Project Work and Best Practices in Python

1. Project Development

Applying Learned Concepts to Real-World Projects

To solidify Python skills, work on projects that incorporate:

  • Data processing (Pandas, NumPy)
  • Web development (Flask/Django)
  • Automation (Scripting)
  • Machine Learning (scikit-learn, TensorFlow)

Example Project: Task Manager (CLI)

# task_manager.py
import json
from typing import List, Dict

class TaskManager:
    def __init__(self, filename: str = "tasks.json"):
        self.filename = filename
        self.tasks = self._load_tasks()

    def _load_tasks(self) -> List[Dict]:
        try:
            with open(self.filename, "r") as f:
                return json.load(f)
        except FileNotFoundError:
            return []

    def _save_tasks(self):
        with open(self.filename, "w") as f:
            json.dump(self.tasks, f, indent=4)

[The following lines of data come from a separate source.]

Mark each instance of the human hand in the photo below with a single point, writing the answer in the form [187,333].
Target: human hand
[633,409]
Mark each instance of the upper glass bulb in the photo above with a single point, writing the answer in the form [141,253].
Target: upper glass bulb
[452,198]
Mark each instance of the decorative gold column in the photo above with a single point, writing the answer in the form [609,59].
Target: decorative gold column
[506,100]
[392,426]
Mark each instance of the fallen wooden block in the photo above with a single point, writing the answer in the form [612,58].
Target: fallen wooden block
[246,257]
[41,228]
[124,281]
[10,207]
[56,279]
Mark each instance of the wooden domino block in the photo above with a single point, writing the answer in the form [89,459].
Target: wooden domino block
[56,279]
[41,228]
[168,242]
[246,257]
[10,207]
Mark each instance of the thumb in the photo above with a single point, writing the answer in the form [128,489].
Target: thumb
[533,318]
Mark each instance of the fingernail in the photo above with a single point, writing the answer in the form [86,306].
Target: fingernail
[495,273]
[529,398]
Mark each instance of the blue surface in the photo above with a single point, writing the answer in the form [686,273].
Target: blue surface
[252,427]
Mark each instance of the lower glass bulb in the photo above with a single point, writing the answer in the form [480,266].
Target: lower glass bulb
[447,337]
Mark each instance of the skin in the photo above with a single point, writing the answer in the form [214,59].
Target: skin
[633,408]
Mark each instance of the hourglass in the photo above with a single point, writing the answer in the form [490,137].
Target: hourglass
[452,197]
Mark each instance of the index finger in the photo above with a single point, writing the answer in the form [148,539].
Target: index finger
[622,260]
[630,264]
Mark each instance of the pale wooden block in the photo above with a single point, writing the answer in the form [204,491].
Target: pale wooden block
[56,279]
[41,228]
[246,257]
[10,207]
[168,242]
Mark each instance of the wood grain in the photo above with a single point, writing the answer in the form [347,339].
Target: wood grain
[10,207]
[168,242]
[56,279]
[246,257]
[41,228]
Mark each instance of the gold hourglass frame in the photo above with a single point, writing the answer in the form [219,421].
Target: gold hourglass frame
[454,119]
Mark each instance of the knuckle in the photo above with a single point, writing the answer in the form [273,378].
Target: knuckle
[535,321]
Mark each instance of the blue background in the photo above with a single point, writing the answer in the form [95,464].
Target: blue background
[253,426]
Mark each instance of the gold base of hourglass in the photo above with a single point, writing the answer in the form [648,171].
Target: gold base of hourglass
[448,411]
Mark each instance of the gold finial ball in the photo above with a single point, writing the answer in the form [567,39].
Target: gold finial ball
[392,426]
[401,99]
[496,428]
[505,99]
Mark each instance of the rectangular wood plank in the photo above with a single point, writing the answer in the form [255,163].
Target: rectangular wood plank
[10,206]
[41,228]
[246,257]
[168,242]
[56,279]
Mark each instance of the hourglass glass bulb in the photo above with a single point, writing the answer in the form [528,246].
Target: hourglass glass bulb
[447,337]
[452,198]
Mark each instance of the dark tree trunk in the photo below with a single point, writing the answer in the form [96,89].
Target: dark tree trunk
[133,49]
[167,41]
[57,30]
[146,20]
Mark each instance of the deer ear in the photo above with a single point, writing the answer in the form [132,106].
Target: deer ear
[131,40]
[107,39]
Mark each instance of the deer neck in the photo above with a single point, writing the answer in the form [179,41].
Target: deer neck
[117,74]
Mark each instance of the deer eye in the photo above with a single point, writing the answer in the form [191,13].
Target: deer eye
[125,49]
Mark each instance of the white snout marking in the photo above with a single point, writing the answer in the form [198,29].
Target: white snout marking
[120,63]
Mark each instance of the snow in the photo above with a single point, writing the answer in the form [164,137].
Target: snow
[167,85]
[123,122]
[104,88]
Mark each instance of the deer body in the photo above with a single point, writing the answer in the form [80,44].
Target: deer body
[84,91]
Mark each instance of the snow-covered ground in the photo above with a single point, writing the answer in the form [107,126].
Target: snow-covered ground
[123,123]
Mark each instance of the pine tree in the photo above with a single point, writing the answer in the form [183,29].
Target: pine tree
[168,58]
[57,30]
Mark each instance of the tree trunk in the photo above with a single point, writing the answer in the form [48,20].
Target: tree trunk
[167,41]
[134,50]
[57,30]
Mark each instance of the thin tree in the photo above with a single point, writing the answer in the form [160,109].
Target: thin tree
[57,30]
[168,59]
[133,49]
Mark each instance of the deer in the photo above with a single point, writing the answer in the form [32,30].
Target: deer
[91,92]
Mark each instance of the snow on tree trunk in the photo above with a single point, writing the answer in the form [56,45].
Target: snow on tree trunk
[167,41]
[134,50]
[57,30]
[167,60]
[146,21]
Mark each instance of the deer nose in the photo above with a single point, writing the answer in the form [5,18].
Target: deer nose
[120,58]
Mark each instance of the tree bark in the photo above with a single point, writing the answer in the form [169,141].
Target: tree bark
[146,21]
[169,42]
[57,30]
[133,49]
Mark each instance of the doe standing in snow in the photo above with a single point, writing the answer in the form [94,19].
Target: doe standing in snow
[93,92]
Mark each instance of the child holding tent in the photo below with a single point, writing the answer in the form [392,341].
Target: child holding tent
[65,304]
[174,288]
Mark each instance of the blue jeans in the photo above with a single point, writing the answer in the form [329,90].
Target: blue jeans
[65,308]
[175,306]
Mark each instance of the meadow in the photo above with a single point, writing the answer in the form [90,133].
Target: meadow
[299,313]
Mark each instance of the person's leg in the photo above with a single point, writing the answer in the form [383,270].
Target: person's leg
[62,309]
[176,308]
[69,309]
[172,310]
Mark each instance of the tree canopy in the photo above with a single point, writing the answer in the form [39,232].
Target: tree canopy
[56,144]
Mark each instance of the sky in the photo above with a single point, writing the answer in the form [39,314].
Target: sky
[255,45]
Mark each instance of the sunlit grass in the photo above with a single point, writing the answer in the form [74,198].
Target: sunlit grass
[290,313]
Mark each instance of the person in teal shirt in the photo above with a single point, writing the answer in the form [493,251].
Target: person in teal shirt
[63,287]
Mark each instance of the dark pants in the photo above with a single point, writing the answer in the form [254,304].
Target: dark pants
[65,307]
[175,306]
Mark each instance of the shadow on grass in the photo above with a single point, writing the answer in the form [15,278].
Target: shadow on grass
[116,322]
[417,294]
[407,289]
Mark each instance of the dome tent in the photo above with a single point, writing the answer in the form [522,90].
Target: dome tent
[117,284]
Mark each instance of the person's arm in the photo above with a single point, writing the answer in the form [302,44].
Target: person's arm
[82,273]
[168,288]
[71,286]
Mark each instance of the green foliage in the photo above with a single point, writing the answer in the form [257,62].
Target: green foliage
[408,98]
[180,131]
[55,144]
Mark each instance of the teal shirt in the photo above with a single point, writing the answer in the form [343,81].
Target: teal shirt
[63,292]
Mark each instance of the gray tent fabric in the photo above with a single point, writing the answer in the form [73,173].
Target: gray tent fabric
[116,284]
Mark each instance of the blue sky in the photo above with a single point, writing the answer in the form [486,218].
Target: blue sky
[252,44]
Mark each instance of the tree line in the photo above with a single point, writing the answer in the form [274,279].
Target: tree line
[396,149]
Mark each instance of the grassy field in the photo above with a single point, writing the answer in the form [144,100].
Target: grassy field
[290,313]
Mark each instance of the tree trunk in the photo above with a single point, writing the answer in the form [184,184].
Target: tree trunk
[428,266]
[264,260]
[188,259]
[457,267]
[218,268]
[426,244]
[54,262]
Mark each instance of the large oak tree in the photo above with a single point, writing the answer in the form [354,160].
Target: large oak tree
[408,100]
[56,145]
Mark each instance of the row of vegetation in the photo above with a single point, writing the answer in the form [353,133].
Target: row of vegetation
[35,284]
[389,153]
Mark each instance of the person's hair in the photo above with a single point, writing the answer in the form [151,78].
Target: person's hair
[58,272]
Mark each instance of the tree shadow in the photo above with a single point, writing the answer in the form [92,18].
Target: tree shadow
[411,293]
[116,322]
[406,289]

    def add_task(self, title: str, priority: int = 1):
        self.tasks.append({"title": title, "priority": priority, "done": False})
        self._save_tasks()

    def list_tasks(self):
        for idx, task in enumerate(self.tasks):
            status = "✓" if task["done"] else " "
            print(f"{idx + 1}. [{status}] {task['title']} (Priority: {task['priority']})")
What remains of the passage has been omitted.